A savoir
 
Comment vérifier la fraîcheur du poisson ?
Le poisson: un produit très périssable. Une fois hors de l'eau le poisson meurt, et le processus de décomposition commence si des précautions ne sont pas prises depuis la pêche jusqu'à la consommation .
 
 
  Les principales causes d'altération du poisson à sa sortie de l'eau sont de 3 ordres :
l'autolyse par le système enzymatique du poisson: d'une manière générale, les enzymes préparent à l'action bactérienne surtout celles des intestins qui attaquent, ramollissent et modifient la paroi abdominale, permettant la pénétration des bactéries;
a multiplication des germes et bactéries endogènes;
l'apport et la prolifération des bactéries exogènes dus à une manipulation non hygiénique et accélérés par le réchauffement du produit. Ce sont les bactéries exogènes qui sont les plus dangereuses pour la santé humaine. l'apport et la prolifération des bactéries exogènes dus à une manipulation non hygiénique et accélérés par le réchauffement du produit. Ce sont les bactéries exogènes qui sont les plus dangereuses pour la santé humaine.

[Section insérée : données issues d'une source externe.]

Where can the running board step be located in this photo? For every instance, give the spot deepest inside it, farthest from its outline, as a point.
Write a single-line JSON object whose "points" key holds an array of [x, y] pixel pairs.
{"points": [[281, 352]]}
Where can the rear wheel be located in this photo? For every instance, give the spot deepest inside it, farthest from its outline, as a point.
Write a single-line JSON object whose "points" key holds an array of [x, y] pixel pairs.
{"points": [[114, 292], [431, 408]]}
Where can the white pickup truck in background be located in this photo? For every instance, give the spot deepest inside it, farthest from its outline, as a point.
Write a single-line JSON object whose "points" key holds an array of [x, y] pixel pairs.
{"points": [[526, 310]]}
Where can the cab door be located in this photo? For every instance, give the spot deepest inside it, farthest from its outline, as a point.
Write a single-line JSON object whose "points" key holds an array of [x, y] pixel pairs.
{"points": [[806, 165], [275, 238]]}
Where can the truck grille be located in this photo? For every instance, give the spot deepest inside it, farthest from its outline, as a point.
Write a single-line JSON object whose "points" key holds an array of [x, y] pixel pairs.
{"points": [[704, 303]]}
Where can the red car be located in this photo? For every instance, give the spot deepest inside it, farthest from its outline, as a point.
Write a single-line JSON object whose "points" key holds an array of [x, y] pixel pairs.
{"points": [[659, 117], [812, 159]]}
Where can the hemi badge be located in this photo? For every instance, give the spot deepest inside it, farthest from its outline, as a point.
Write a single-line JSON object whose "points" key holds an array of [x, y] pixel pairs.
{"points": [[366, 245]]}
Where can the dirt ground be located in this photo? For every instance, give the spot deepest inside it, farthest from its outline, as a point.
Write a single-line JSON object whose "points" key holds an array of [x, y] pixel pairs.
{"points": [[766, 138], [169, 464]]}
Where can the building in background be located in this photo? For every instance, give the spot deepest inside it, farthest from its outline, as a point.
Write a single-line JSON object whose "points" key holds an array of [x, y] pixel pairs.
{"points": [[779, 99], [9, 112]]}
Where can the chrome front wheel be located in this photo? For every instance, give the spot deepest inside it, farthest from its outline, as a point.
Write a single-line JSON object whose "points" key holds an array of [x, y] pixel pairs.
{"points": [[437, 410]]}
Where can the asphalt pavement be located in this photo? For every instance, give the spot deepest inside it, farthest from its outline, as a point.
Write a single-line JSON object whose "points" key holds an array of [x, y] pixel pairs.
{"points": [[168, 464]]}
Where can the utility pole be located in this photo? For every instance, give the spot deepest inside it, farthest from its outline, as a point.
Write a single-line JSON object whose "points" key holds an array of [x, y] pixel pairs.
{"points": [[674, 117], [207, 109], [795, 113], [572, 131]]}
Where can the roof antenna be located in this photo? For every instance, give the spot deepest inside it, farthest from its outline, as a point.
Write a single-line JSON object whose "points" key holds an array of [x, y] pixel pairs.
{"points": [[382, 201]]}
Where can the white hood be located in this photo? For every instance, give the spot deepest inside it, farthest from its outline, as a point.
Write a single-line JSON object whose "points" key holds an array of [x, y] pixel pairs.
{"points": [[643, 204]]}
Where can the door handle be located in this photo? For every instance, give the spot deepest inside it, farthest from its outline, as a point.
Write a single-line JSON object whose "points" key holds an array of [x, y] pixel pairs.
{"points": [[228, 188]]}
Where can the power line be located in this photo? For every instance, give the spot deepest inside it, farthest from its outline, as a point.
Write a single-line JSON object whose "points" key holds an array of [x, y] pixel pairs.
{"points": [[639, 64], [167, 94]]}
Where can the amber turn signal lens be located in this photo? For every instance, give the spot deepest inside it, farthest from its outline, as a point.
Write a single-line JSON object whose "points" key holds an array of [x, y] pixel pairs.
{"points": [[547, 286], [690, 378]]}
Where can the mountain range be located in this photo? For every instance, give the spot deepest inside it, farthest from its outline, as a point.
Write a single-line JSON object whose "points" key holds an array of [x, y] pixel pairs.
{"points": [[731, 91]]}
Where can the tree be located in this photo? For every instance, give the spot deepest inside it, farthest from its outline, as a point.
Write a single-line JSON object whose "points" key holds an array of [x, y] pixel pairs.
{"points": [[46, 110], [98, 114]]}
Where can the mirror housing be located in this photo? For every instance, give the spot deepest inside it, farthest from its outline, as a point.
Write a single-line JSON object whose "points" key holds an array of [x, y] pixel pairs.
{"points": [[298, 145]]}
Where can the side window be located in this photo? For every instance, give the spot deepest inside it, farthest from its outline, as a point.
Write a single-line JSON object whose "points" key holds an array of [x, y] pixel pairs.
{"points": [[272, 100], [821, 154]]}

Seuls les ports de pêche le vendent tout juste sorti de l'eau; sur l'étal de votre poissonnier, il a forcément fait du trajet
  Nos conseils pour s'assurer de sa fraîcheur :
Pour reconnaître un poisson frais, suivez ces étapes :
L'odeur : en aucun cas le poisson ne doit avoir une odeur nauséabonde et encore moins une odeur d'ammoniac (sauf la raie dont c'est l'odeur naturelle). Frais, il laisse émaner une légère odeur de mer et d'algues.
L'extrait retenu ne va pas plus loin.